倒れた彼らの横を通り、ワタシは宝物庫の階段を上がり、目標が集まっているであろう食堂へと足を向ける。道中に倒れている侍従達の中でも見覚えのある者には呪詛魔法をかけて連れていく。彼らはこの先の大事な仕込み、逃すつもりは毛頭ない。後、必要な物を回収するための寄り道も忘れずに、と。
それにしても。こうして呪詛魔法を使うと対象の有り無しで感覚が大分違う。執事や使用人達に使うだけでもいい練習になった。やっぱり実践に勝る経験は無い。
そんなことをしつつ、ゆっくりと廊下を歩いていく。浮遊して向かった方が早いけれど、こうして屋敷を探索したことなんて無かったし。折角のこの機会、楽しまなければ損。
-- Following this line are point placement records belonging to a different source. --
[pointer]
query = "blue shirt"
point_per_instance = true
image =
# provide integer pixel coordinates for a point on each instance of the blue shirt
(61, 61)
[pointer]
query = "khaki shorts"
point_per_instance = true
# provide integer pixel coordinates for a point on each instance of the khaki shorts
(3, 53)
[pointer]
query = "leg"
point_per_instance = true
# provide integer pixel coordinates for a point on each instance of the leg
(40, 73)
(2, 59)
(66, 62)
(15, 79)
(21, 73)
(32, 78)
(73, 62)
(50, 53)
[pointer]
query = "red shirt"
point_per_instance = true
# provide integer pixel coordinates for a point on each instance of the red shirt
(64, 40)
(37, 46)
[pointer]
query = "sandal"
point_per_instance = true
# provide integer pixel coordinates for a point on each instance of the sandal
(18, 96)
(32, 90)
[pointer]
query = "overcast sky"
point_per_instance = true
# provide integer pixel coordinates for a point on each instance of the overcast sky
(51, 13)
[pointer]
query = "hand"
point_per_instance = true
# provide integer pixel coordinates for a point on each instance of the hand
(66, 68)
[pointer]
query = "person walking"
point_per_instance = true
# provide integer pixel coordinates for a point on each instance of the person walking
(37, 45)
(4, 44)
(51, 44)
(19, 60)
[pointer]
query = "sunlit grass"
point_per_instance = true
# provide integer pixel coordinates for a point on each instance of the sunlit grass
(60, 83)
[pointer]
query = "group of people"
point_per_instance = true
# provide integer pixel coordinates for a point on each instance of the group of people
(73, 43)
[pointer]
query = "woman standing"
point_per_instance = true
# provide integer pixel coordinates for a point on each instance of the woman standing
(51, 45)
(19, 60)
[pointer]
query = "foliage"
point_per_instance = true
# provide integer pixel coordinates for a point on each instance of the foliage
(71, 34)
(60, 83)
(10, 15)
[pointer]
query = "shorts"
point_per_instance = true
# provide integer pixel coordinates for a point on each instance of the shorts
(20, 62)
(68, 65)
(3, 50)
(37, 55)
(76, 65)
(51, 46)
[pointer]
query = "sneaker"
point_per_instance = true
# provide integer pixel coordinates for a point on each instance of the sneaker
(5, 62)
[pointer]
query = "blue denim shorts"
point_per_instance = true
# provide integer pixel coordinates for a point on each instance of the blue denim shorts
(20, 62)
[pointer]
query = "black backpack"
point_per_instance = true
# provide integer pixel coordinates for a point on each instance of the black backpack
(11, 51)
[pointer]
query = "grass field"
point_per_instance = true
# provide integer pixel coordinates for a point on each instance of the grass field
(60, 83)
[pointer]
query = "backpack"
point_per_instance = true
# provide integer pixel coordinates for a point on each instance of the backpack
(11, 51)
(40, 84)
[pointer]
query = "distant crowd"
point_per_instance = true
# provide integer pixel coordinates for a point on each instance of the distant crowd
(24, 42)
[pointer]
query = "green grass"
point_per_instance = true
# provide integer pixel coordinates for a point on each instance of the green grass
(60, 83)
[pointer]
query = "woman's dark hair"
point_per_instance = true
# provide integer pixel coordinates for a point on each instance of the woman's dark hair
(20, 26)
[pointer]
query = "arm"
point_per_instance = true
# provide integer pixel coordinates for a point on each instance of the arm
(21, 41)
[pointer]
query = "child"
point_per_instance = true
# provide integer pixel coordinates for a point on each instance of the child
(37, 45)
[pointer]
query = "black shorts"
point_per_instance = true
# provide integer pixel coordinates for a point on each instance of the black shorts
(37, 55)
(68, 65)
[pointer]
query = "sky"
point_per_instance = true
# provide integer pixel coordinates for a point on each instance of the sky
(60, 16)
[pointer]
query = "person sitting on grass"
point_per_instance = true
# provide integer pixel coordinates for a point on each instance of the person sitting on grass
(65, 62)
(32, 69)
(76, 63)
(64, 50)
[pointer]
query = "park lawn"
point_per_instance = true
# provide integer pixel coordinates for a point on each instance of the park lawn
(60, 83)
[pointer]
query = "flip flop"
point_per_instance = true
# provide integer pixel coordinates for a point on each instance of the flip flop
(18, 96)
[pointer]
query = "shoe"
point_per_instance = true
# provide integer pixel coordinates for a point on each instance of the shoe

そして、遂に目的地に辿り着く。視界に入るのは、食堂の扉。気配も感じるし、目的の人物達が中にいることは間違いない。まあ、彼らがこの結界から逃げられるとは思っていないけど。
屋敷の結界は一カ月半掛けてじっくりと改造した。下手に機能を低下させないよう、慎重に、気を使いながら。それでいて自身の思い通りに動かせるように、幾つも書き加えながら。
それだけの時間を掛けなければいけないほど、屋敷の結界は高度な術式を施されていた。それこそそれを扱う過程での能力の向上により、もう一段階種族の進化が起きたくらいだ。
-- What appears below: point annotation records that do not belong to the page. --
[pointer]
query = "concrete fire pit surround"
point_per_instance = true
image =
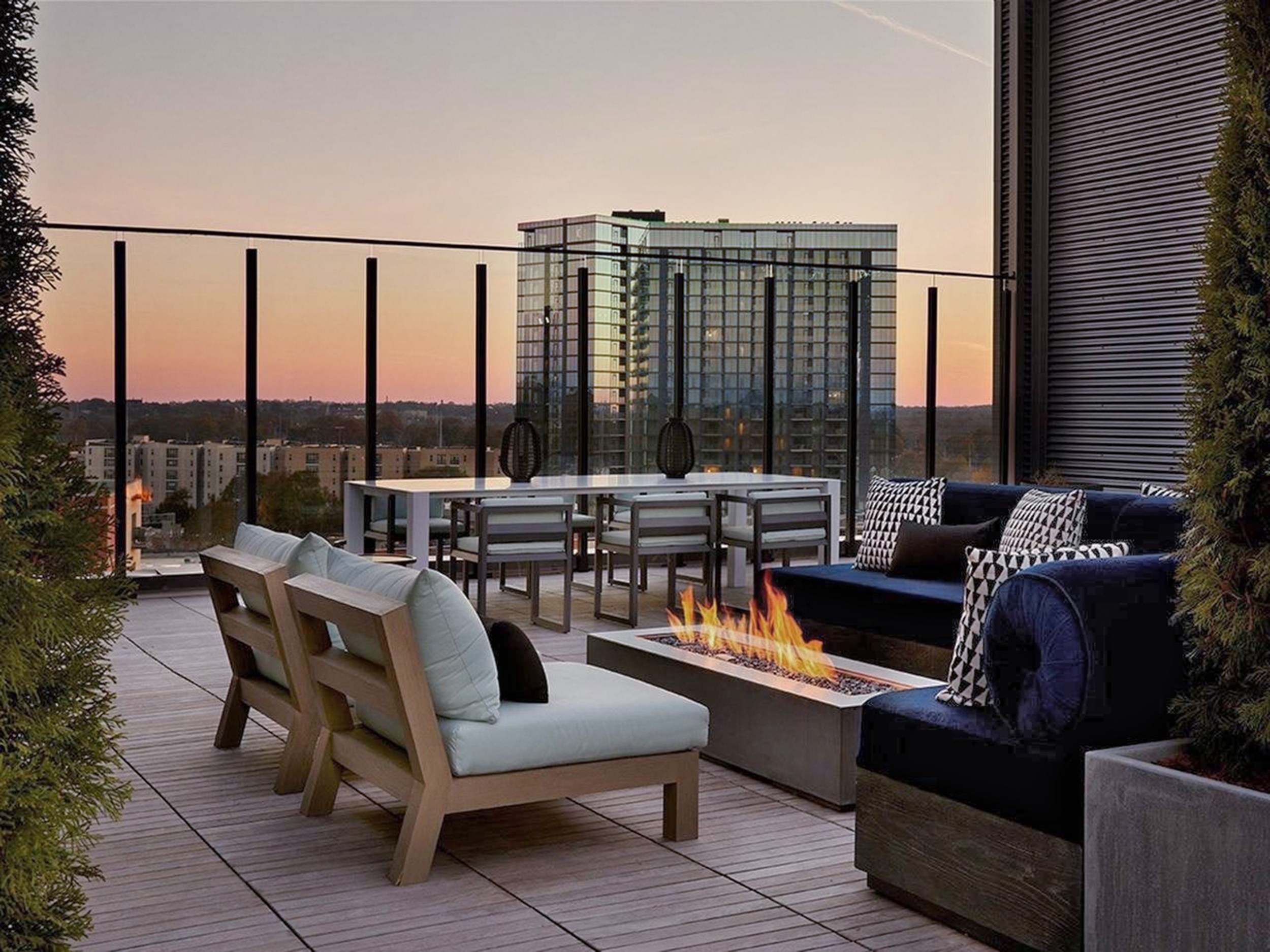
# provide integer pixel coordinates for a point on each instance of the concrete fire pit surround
(794, 734)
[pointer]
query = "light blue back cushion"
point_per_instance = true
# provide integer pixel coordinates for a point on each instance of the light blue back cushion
(303, 556)
(450, 636)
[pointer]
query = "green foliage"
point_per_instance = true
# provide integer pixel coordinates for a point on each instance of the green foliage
(1225, 573)
(296, 503)
(179, 504)
(60, 610)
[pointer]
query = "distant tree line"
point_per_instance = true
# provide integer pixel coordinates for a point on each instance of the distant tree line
(402, 423)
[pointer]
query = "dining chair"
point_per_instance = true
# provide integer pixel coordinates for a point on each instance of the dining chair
(531, 530)
(780, 521)
(661, 524)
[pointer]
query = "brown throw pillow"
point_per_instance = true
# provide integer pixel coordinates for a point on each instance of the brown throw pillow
(939, 551)
(520, 669)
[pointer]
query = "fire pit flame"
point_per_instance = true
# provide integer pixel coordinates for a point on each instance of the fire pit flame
(770, 635)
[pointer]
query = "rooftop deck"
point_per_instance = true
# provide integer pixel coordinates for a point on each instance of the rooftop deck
(207, 857)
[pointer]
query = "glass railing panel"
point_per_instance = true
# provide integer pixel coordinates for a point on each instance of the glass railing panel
(311, 382)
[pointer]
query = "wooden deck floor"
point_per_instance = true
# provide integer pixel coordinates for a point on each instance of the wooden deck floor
(206, 857)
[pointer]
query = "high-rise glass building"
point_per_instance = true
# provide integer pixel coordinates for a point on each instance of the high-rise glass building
(633, 258)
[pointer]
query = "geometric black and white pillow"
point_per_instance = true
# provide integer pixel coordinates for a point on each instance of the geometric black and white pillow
(1044, 521)
(890, 504)
(986, 572)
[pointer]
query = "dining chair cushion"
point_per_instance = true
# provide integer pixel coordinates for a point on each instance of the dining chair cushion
(450, 636)
(471, 544)
(437, 526)
(593, 715)
(790, 501)
(514, 518)
(303, 556)
(623, 537)
(746, 534)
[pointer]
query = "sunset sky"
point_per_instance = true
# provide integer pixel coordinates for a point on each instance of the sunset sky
(454, 121)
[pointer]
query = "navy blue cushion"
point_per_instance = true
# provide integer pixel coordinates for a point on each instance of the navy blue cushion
(968, 754)
(978, 502)
(1086, 651)
(1152, 524)
(1101, 511)
(917, 610)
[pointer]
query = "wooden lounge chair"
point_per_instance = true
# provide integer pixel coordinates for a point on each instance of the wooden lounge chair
(261, 676)
(420, 771)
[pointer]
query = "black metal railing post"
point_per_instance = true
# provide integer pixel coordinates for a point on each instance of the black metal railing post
(252, 395)
(852, 409)
(583, 371)
(770, 374)
(482, 370)
(933, 319)
(1004, 425)
(372, 386)
(681, 339)
(121, 404)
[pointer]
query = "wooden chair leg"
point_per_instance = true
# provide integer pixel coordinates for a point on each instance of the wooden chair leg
(417, 846)
(298, 756)
(633, 615)
(568, 595)
(600, 578)
(757, 584)
(323, 782)
(680, 804)
(229, 733)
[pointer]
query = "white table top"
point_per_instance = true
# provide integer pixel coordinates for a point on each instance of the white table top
(586, 485)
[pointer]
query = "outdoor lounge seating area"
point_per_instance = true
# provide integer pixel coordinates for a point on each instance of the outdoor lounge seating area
(869, 554)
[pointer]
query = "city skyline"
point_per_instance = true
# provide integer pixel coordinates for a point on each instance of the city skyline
(464, 120)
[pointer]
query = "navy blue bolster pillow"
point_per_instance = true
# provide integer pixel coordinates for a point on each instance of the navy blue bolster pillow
(1086, 650)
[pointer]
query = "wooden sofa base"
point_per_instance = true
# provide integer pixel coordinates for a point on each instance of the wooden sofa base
(900, 654)
(1006, 884)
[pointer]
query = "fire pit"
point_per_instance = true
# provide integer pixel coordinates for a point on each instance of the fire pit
(780, 707)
その甲斐あり、こうしてワタシの思い通りに結界は作用している。他の仕込みも万全。前菜だったとはいえ、あの執事もまあまあ楽しめたし。
——さあ、ここからが本番。わざと足音を立てながら、扉へと歩み寄る。辿り着いた扉の前で一息つき、ゆっくりとそれを開ける。
「——こんばんは、皆様方。招かれてはおりませんが、飛び入りで参加させていただこうと思いまして、来てしまいました。よろしくて?」
挨拶を述べつつ、食堂を確認する。標的の五人に、何人もの侍従達が床へと伏せている。うん、これで役者は揃い、舞台は整った。
「...アリス、なの、か?」
他の者が言葉を失っている中、ハーヴェスが何とか発したその問いに、ワタシは笑みを浮かべて答える。
「ええ、もちろん。それ以外の何に見えますの?」
当たり前の事実を、淡々と。ワタシが戻ってきたことを、示すように。
そして、ワタシは両腕を広げ、宣言する。
「——さて、始めましょうか」
本番は、ここからなのだと。
「————今宵の宴を。絶望に彩られた夜を!」
———悪夢の幕は、上がったばかり。